Film or tv production can expose mammoth amounts of financial investment and collective creative input to losses through the theft of ideas and ownership. Li Jingjue, legal director at media multinational Huayi Brothers, examines the risks and challenges in film and television production under the amended copyright law
CHINA’S FILM and television industry has been on a three-decade long growth spurt, with a seemingly endless string of new business models springing up one after another. It is the core duty of legal counsel to come up with legal solutions for production and promotion that live up to both commercial value and corporate expectation. Ever on the lookout for even the subtlest changes in the legal and regulatory environment, we must recalibrate corporate policies in a timely manner so as to continually provide excellent legal services.
The regulatory shifts that befell the entire entertainment industry in the past year, however, were anything but subtle. The third amendment to the Copyright Law was passed on 11 November 2020, and subsequently came into effect on 1 June 2021, attracting considerable attention from the public and legal officers alike. We found the situation very challenging indeed.
The allocation of rights and benefits is the first core issue to figure out in any film or television project. To ensure efficient and successful distribution of film and television products, and the subsequent allocation of benefits, we co-ordinate the rights attribution between producers, authors and performers, and clarify the ownership of copyright via thorough and precise contracts.
The new Copyright Law introduces the concept of “audiovisual works” on top of the original clause, with article 17 stipulating that “the copyright of films and television series, which are audiovisual works, shall belong to the producer, while scriptwriters, cinematographers and other personnel are entitled to authorship and remuneration according to the contract. The copyright of audiovisual works other than films and television series shall be determined by the agreement entered into by parties concerned, or in the absence of which, go to the producer.”

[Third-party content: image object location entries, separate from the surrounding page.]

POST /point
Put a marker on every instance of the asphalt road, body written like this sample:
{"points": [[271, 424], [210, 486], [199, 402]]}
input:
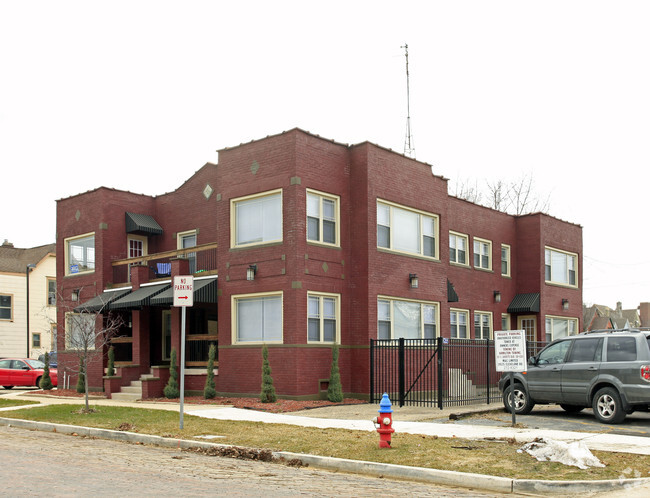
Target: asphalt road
{"points": [[553, 417], [49, 464]]}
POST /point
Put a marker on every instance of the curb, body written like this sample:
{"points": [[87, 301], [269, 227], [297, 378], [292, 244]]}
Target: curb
{"points": [[442, 477]]}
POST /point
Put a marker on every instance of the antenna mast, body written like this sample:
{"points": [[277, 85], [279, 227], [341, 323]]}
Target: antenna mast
{"points": [[409, 146]]}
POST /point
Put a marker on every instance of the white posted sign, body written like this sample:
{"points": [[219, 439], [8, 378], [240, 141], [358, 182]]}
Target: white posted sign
{"points": [[510, 350], [183, 291]]}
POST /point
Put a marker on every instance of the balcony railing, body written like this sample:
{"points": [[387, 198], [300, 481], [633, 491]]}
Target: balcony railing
{"points": [[203, 260]]}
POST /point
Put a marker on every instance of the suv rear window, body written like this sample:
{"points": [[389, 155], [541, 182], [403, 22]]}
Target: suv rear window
{"points": [[621, 349]]}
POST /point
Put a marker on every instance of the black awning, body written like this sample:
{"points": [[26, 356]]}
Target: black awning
{"points": [[452, 295], [138, 298], [99, 303], [525, 303], [205, 291], [142, 223]]}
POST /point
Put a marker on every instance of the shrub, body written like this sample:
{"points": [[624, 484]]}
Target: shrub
{"points": [[334, 390], [46, 381], [171, 390], [209, 391], [268, 391], [110, 371]]}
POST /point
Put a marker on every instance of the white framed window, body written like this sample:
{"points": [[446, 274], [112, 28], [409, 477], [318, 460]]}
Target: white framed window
{"points": [[560, 267], [482, 325], [323, 312], [257, 318], [397, 318], [558, 326], [482, 254], [185, 240], [505, 260], [80, 254], [6, 307], [458, 321], [458, 243], [323, 218], [51, 291], [256, 219], [407, 230], [80, 331]]}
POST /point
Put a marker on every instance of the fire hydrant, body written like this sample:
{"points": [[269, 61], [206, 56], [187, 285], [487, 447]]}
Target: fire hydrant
{"points": [[384, 422]]}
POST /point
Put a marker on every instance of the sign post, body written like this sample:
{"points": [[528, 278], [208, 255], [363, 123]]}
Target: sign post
{"points": [[510, 356], [183, 298]]}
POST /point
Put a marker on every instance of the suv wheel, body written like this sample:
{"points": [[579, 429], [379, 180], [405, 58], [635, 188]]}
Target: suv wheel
{"points": [[523, 403], [607, 406]]}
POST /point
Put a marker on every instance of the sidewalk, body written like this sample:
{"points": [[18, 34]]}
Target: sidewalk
{"points": [[414, 420]]}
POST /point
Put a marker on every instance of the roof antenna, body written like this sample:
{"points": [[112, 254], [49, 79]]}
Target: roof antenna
{"points": [[409, 146]]}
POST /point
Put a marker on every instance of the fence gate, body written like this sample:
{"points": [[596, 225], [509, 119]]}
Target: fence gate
{"points": [[433, 372]]}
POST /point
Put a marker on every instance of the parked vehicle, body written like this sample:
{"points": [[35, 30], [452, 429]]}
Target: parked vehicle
{"points": [[53, 362], [608, 371], [23, 372]]}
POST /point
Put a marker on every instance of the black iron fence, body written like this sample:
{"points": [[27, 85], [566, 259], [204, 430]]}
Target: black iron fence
{"points": [[436, 372]]}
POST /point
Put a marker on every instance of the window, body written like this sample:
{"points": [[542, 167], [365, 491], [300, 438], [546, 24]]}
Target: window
{"points": [[80, 254], [557, 327], [406, 230], [586, 350], [505, 260], [407, 319], [322, 218], [457, 248], [621, 349], [482, 325], [257, 318], [322, 318], [185, 240], [6, 308], [560, 267], [458, 321], [51, 292], [482, 254], [256, 219], [80, 333]]}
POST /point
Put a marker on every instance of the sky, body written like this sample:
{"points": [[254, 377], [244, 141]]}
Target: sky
{"points": [[138, 95]]}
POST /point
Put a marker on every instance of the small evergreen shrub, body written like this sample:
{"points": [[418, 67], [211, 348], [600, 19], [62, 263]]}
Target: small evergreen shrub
{"points": [[268, 391], [46, 381], [209, 392], [110, 370], [172, 390], [334, 390]]}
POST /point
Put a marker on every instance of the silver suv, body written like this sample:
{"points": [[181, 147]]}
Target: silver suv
{"points": [[607, 370]]}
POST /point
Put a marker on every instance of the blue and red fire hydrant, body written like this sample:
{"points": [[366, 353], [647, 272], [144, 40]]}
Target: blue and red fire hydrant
{"points": [[384, 422]]}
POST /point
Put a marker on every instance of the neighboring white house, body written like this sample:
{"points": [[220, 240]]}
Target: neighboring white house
{"points": [[15, 269]]}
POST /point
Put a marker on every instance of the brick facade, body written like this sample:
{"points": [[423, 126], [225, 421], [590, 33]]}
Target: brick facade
{"points": [[356, 270]]}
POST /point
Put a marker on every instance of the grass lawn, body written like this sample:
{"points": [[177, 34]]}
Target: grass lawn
{"points": [[498, 458]]}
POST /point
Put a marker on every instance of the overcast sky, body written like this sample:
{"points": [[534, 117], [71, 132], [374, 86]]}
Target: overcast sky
{"points": [[138, 95]]}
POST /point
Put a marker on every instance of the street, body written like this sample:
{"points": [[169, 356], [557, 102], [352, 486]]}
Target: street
{"points": [[49, 464]]}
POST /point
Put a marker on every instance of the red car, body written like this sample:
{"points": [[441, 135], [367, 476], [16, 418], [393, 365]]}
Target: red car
{"points": [[23, 372]]}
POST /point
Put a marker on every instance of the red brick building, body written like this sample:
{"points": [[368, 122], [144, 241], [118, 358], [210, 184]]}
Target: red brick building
{"points": [[300, 242]]}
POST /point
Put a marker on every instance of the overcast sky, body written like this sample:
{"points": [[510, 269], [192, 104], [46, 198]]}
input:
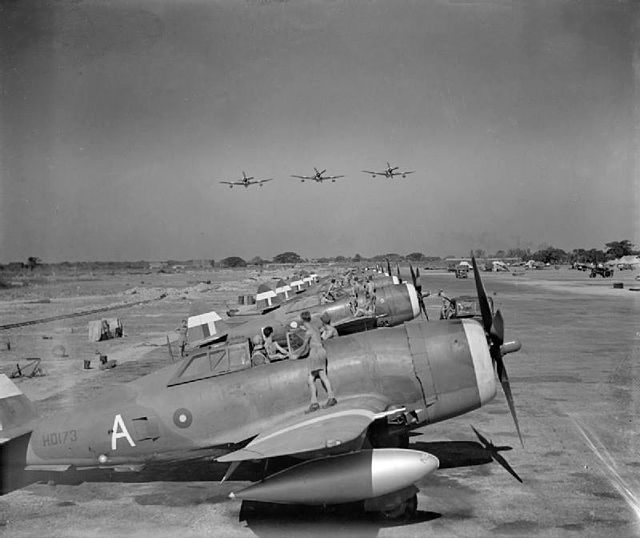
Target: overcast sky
{"points": [[120, 118]]}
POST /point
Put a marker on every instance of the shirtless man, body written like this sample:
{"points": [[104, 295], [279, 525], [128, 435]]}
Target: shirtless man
{"points": [[327, 330], [275, 352], [317, 363]]}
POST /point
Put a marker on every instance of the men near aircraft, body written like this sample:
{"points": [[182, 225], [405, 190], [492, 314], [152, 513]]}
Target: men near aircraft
{"points": [[317, 363], [182, 332], [259, 354], [275, 352], [327, 330], [329, 295]]}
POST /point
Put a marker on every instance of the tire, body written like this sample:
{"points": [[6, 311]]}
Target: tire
{"points": [[405, 510]]}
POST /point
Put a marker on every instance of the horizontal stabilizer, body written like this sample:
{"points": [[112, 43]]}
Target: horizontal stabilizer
{"points": [[16, 411]]}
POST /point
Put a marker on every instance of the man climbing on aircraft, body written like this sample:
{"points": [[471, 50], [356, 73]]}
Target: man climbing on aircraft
{"points": [[182, 332], [327, 330], [275, 352], [317, 363]]}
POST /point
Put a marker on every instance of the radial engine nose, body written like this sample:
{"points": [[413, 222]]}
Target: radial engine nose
{"points": [[482, 363]]}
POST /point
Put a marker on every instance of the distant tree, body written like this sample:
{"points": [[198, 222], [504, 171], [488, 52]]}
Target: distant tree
{"points": [[523, 254], [617, 249], [595, 255], [287, 257], [233, 261], [550, 255], [392, 256], [32, 261]]}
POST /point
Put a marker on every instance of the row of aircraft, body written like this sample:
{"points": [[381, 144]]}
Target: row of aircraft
{"points": [[391, 377], [319, 176]]}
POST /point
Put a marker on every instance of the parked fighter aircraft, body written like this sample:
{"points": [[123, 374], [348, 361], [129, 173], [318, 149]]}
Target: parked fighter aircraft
{"points": [[213, 404], [389, 173], [394, 304], [246, 181], [318, 177]]}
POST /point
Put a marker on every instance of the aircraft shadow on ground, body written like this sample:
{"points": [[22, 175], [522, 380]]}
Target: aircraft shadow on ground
{"points": [[276, 520], [451, 454]]}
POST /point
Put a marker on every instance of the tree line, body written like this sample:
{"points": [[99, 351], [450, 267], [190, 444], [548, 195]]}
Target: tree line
{"points": [[546, 254]]}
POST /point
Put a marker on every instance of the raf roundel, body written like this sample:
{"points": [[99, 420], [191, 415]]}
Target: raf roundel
{"points": [[182, 418]]}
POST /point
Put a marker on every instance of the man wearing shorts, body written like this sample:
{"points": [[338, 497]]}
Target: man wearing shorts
{"points": [[317, 362]]}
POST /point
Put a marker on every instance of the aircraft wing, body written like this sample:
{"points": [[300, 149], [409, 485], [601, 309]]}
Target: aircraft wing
{"points": [[324, 429]]}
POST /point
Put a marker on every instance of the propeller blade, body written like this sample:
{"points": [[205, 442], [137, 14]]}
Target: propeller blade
{"points": [[494, 327], [497, 329], [494, 453], [415, 276], [485, 309], [497, 457], [506, 387], [482, 438]]}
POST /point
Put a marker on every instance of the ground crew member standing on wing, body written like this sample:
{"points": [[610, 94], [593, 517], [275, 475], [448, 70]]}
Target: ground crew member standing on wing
{"points": [[317, 363]]}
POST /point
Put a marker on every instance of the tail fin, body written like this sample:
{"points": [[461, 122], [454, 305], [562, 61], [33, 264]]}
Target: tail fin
{"points": [[16, 411], [206, 327]]}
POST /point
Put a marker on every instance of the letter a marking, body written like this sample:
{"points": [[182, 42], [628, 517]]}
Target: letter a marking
{"points": [[119, 430]]}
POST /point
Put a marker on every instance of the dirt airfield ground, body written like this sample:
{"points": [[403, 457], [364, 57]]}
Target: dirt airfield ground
{"points": [[575, 384]]}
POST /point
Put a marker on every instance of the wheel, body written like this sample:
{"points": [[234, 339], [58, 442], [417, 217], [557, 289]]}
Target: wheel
{"points": [[405, 510]]}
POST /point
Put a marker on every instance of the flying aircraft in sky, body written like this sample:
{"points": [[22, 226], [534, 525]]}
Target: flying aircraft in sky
{"points": [[246, 181], [318, 177], [215, 405], [390, 172], [394, 305]]}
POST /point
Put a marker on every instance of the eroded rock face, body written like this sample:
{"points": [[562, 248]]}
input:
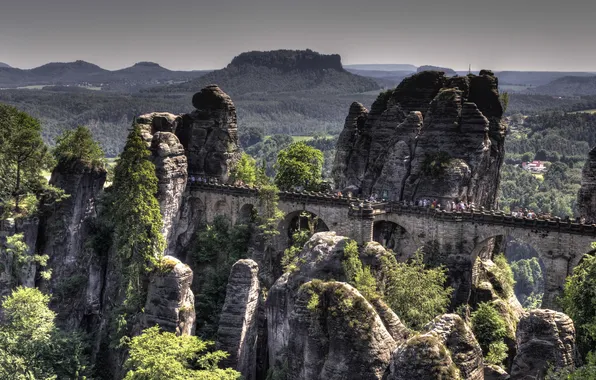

Strict preparatory measures must be taken to ascertain the exact type of audiovisual works in a project, especially when it comes to the rights allocation of the above-mentioned “other audiovisual works”. We must perform complete and prudent contract reviews and be ready to deviate from the established framework designed for regular films and TV series.
Any work that consists of a series of fixed related images, with or without accompanying sound, susceptible of being made visible and, where accompanied by sound, susceptible of being made audible
Source: Treaty on the International Registration of Audiovisual Works
Take for example a clip-edited music video as part of a movie’s marketing campaign. Based on the original Copyright Law (amended on 26 February 2010), it would fall under the category of a quasi-film (a product created in a similar manner as film) or a video recording, and adopt the rights allocation rules accordingly. The production company or the chief distributor would obtain the identity of, and rights from, the video or recording producer via a commission production contract, and engage or obtain license from the relevant musicians and any subjects of neighbouring rights.
Under the new Copyright Law, we must first determine what it is. The music video is obviously not a film or TV series, so we need to further work out the rights allocation among “parties concerned”, after obtaining the producer’s identity.
The extension of authorship is a common but tricky issue. If interpreted literally, “parties concerned” must include all subjects remotely involved in the production, but for obvious reasons this is not practical.
To avoid any disputes arising from ill-defined rights allocation, producers should strictly define the scope of authorship via pertinent contracts or rights statements, taking into account the nature and production cycle of a music video, and allocate the benefits in the manner agreed upon.
To sum up, the eventual rights allocation must, against all odds, be the recipe that pleases everyone. Laws and regulations, industry practice and the rules of audiovisual works must be observed, corporations must be satisfied with the room for revenue and input-output ratio, and the departments in charge of the actual allocation should not be overburdened in their often limited timeframes.